Sports Outside the Beltway

Stronger Kickers Changing Game Strategy

John Clayton notes that kickers are increasingly being asked to kick incredibly long field goals.

Rob Bironas’ 60-yard field goal that beat the Colts in Week 13 drove home a remarkable change in strategy thanks to the powerful legs of kickers.

Teams that possess kickers capable of connecting from 60-plus yards just have to cross midfield in the final two minutes to have a chance for a victory. In the past, coaches figured getting to the opponent’s 35 was the make-or-break mark for a field goal. Now the 45-yard line is in play, meaning a team pinned around its 20-yard line with 40 seconds left needs to complete only two passes before calling a timeout and getting a chance to win.

It creates a new era of game management that adds new levels of excitement and paranoia to the final seconds of games.


It’s the perfect storm of two positive directions in the game. Since 1998, Manning has been perfecting the no-huddle, two-minute-type offense and spreading it over 60 minutes of football. Manning has gotten it down to a science and can move from almost any part of the field into game-winning field goal range with minimal time left on the clock.

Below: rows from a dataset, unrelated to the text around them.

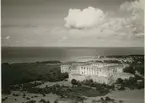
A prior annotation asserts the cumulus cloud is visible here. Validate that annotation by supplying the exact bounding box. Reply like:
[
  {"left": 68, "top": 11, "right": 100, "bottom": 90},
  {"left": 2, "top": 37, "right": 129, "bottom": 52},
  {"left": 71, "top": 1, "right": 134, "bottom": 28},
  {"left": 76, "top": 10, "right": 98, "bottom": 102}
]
[
  {"left": 64, "top": 7, "right": 106, "bottom": 29},
  {"left": 120, "top": 1, "right": 144, "bottom": 36},
  {"left": 4, "top": 36, "right": 11, "bottom": 40}
]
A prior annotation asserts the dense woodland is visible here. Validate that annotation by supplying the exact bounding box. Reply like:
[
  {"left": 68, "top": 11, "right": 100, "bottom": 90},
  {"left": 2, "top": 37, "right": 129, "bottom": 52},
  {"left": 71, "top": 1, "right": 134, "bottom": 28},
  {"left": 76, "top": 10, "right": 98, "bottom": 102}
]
[{"left": 2, "top": 55, "right": 144, "bottom": 93}]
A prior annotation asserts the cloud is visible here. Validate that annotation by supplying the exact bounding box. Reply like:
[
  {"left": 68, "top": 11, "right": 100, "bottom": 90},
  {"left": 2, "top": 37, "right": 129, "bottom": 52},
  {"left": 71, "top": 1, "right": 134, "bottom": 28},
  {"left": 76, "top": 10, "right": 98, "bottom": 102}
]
[
  {"left": 120, "top": 1, "right": 144, "bottom": 36},
  {"left": 64, "top": 7, "right": 106, "bottom": 29}
]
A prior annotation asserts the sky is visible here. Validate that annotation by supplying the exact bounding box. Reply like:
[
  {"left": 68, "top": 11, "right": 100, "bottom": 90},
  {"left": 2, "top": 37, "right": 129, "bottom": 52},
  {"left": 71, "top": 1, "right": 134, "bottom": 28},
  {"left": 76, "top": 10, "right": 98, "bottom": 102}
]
[{"left": 1, "top": 0, "right": 144, "bottom": 47}]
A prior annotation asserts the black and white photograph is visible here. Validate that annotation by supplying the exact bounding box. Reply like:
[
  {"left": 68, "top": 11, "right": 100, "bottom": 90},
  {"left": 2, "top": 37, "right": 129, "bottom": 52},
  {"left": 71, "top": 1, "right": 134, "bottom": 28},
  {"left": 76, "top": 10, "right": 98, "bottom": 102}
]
[{"left": 0, "top": 0, "right": 145, "bottom": 103}]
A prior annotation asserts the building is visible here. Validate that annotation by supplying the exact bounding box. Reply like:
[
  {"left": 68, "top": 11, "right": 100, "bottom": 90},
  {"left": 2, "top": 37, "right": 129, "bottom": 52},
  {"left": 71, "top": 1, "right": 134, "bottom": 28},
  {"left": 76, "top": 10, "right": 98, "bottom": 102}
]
[{"left": 61, "top": 62, "right": 131, "bottom": 84}]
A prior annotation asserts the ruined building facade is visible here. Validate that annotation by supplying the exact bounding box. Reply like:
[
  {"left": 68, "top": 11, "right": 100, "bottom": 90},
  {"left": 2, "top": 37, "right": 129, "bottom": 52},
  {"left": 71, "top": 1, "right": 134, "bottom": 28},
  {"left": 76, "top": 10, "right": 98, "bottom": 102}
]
[{"left": 61, "top": 63, "right": 134, "bottom": 84}]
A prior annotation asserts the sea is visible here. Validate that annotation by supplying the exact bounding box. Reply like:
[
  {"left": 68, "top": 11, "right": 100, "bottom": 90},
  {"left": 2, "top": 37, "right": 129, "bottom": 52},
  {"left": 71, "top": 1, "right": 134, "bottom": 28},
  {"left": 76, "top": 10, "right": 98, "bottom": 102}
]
[{"left": 1, "top": 47, "right": 144, "bottom": 63}]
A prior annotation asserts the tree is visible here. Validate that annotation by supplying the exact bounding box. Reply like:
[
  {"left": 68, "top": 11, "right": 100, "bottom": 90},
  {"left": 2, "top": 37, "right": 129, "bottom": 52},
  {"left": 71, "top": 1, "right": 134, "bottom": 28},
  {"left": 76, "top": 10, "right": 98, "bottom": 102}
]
[
  {"left": 123, "top": 66, "right": 135, "bottom": 74},
  {"left": 71, "top": 79, "right": 78, "bottom": 85}
]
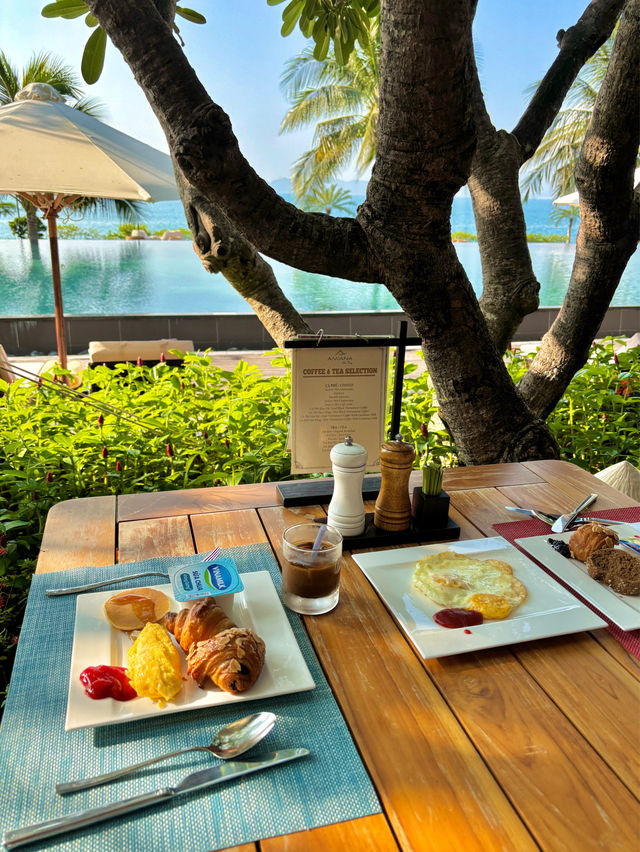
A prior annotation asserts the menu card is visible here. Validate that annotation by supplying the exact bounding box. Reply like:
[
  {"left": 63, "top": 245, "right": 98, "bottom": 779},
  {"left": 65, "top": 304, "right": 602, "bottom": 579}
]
[{"left": 290, "top": 345, "right": 389, "bottom": 480}]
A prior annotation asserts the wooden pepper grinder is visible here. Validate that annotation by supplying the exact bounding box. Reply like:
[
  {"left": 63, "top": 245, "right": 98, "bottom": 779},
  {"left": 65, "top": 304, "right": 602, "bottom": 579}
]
[{"left": 373, "top": 435, "right": 416, "bottom": 532}]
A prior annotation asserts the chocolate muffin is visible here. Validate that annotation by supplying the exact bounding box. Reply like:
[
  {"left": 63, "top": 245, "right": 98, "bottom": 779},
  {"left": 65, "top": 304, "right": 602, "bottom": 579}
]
[{"left": 586, "top": 548, "right": 640, "bottom": 595}]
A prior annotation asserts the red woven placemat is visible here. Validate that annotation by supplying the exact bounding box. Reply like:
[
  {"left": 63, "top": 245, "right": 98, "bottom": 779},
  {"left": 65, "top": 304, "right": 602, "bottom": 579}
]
[{"left": 493, "top": 506, "right": 640, "bottom": 660}]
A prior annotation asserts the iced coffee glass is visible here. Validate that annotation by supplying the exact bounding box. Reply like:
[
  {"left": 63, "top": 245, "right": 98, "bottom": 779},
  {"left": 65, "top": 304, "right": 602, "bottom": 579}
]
[{"left": 282, "top": 524, "right": 342, "bottom": 615}]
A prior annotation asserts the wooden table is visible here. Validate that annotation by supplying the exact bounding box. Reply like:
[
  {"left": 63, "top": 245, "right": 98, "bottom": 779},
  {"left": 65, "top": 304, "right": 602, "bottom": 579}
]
[{"left": 37, "top": 461, "right": 640, "bottom": 852}]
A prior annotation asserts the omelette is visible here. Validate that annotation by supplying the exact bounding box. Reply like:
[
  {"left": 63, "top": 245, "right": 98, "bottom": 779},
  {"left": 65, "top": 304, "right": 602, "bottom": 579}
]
[
  {"left": 127, "top": 621, "right": 182, "bottom": 707},
  {"left": 411, "top": 551, "right": 527, "bottom": 618}
]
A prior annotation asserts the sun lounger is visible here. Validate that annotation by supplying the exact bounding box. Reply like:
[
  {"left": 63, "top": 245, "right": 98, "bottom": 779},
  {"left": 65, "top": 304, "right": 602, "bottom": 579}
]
[{"left": 89, "top": 338, "right": 194, "bottom": 367}]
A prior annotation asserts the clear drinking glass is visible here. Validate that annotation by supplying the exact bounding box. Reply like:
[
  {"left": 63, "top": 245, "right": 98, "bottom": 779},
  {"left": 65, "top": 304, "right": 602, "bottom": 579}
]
[{"left": 282, "top": 524, "right": 342, "bottom": 615}]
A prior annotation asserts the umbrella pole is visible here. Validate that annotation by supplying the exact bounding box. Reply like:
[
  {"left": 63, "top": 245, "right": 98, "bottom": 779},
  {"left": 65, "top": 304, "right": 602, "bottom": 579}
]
[{"left": 47, "top": 210, "right": 67, "bottom": 370}]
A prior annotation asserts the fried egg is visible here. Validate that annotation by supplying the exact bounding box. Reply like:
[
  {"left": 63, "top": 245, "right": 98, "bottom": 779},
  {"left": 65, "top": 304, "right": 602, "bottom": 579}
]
[{"left": 411, "top": 551, "right": 527, "bottom": 618}]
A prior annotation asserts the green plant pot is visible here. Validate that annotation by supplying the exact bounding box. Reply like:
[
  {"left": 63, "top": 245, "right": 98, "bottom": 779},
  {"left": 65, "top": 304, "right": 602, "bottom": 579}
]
[{"left": 411, "top": 486, "right": 449, "bottom": 530}]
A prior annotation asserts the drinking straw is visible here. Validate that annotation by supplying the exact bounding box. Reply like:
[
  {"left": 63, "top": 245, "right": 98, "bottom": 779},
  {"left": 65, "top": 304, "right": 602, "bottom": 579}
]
[{"left": 311, "top": 524, "right": 327, "bottom": 556}]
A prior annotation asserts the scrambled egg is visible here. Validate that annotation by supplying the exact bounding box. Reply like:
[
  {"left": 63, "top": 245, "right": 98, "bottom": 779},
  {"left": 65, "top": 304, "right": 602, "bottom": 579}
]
[
  {"left": 127, "top": 622, "right": 182, "bottom": 707},
  {"left": 411, "top": 551, "right": 527, "bottom": 618}
]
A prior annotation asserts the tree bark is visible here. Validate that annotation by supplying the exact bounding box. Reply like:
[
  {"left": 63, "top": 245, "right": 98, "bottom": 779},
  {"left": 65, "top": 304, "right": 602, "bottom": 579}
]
[
  {"left": 359, "top": 0, "right": 558, "bottom": 464},
  {"left": 149, "top": 0, "right": 312, "bottom": 347},
  {"left": 469, "top": 0, "right": 624, "bottom": 352},
  {"left": 520, "top": 0, "right": 640, "bottom": 417},
  {"left": 20, "top": 201, "right": 40, "bottom": 258},
  {"left": 180, "top": 186, "right": 312, "bottom": 347}
]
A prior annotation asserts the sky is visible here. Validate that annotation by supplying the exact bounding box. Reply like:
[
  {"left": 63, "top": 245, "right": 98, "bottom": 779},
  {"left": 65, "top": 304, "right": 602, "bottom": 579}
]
[{"left": 0, "top": 0, "right": 588, "bottom": 181}]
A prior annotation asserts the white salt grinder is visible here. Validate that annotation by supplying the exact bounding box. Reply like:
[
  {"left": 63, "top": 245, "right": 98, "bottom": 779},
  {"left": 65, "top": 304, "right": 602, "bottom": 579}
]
[{"left": 327, "top": 435, "right": 367, "bottom": 536}]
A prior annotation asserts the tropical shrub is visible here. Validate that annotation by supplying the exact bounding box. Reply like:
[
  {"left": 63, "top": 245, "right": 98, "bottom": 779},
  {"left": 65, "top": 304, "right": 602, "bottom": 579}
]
[{"left": 0, "top": 339, "right": 640, "bottom": 699}]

More and more teams use the no-huddle so they have similar opportunities.

The second part of the perfect storm is the kickers. They survived the K-ball challenge, which made them kick new footballs that weren’t rubbed down or specially prepared. Whether it’s improved weight lifting or better coaching, kickers are becoming more powerful by the year.


Coaches will also have to be more careful in how and when they score in the final minutes of a game. Getting a touchdown with 2:30 left to take a two-point lead could lead to defeat because most good quarterbacks can orchestrate a field goal drive to win.

Of course, kickers are a mysterious lot. You never know when they’re going to shank one well inside their range.